I was glad he had prepared me, for we had been interested in our talking, and I hadn't paid much attention to the way we were going. Now I did keep my eyes open, and I was well rewarded. The field was a sloping one—sloping upwards, I mean, as we entered it—and till we got to the top of the rising ground we saw nothing but the clear sky above the grass, but then there burst upon the view a wonderful surprise. The coast-line lay before us for a considerable distance at each side. Just below us were the rocky bays or creeks the children had told me of, the sand gleaming yellow and white in the sunshine, for the tide was half way out, though near enough still for us to see the glisten of the foam and the edge of the little waves, as they rippled in sleepily. And farther out the deep purple-blue of the ocean, softening into a misty gray, there, where the sky and the water met or melted into each other. A little to the right rose the smoke of several houses—lazily, for it was a very still day. These houses lay nestled in together, on the way to the shore, and seemed scarcely enough to be called a village; but as we left the field again to rejoin the road, I saw that these few houses were only the centre of it, so to speak, as others straggled along the road in both directions for some way, the church being one of the buildings the nearest to Treluan house.
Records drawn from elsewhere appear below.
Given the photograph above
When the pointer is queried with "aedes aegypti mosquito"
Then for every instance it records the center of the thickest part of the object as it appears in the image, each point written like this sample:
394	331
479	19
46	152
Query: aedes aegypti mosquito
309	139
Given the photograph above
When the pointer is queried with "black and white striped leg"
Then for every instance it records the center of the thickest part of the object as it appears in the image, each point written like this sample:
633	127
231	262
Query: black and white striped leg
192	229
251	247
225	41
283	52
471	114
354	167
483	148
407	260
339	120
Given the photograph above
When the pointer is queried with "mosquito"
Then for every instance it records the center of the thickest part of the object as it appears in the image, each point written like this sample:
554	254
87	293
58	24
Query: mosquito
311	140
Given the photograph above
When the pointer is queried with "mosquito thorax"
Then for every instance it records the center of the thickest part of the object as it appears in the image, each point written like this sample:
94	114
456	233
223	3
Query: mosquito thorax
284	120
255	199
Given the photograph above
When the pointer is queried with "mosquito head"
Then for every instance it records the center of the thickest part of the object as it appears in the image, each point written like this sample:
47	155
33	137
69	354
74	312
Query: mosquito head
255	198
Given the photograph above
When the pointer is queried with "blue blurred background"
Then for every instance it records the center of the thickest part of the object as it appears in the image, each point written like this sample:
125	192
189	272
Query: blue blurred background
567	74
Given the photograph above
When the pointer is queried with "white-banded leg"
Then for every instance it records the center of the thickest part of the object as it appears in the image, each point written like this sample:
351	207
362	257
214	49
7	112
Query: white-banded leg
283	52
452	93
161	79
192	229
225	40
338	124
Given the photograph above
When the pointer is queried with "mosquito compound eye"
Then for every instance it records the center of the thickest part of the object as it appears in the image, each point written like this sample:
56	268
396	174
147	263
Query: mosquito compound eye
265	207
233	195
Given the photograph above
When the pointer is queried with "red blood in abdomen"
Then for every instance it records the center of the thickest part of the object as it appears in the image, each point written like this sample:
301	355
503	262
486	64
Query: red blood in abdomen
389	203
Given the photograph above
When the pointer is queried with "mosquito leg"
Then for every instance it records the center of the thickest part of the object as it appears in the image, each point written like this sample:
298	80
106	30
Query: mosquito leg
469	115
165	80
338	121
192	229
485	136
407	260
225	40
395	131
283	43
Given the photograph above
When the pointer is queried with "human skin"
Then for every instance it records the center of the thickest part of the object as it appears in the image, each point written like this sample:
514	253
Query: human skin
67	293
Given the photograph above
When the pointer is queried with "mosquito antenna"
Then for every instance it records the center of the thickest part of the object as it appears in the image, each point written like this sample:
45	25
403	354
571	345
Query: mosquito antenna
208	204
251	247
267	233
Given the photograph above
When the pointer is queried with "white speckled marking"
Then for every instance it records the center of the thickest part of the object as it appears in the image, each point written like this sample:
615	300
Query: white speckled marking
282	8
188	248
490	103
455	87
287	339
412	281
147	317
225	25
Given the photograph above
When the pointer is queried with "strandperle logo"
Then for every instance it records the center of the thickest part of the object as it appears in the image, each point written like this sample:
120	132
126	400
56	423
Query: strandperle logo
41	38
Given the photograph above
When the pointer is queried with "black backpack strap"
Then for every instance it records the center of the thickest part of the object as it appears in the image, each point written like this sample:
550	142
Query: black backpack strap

'It is a beautiful view,' said I, after a moment's silence, as we all stood still at the top of the slope, the children glancing at me, as if to see what I thought of it. 'I've never seen anything approaching to it before, and yet it's a bare sort of country—many wouldn't believe it could be so beautiful with so few trees, but I suppose the sea makes up for a good deal.'
'And it's such a lovely day,' said Master Francis. 'I should say the sun makes up for a good deal. We've lots of days here when it's so gray and dull that the sea and the sky seem all muddled up together. I'm not so very fond of the sea myself. People say it's so beautiful in a storm, and I suppose it is, but I don't care for that kind of beauty, there's something so furious and wild about it. I don't think raging should be counted beautiful. Shouldn't we only call good things beautiful?'
He looked up with a puzzle in his eyes. Master Francis always had thoughts beyond his age and far beyond me to answer.
'I can't say, I'm sure,' I replied. 'It would take very clever people indeed to explain things like that, though there's verses in the Bible that do seem to bear upon it, especially in the Psalms.'
'I know there are, but when it tells of Heaven, it says "there shall be no more sea,"' said Master Francis very gravely. 'And I think I like that best.'
'Dear Francie,' said Miss Lally, taking his hand, as she always did when she saw him looking extra grave, though of course she could not understand what he had been saying.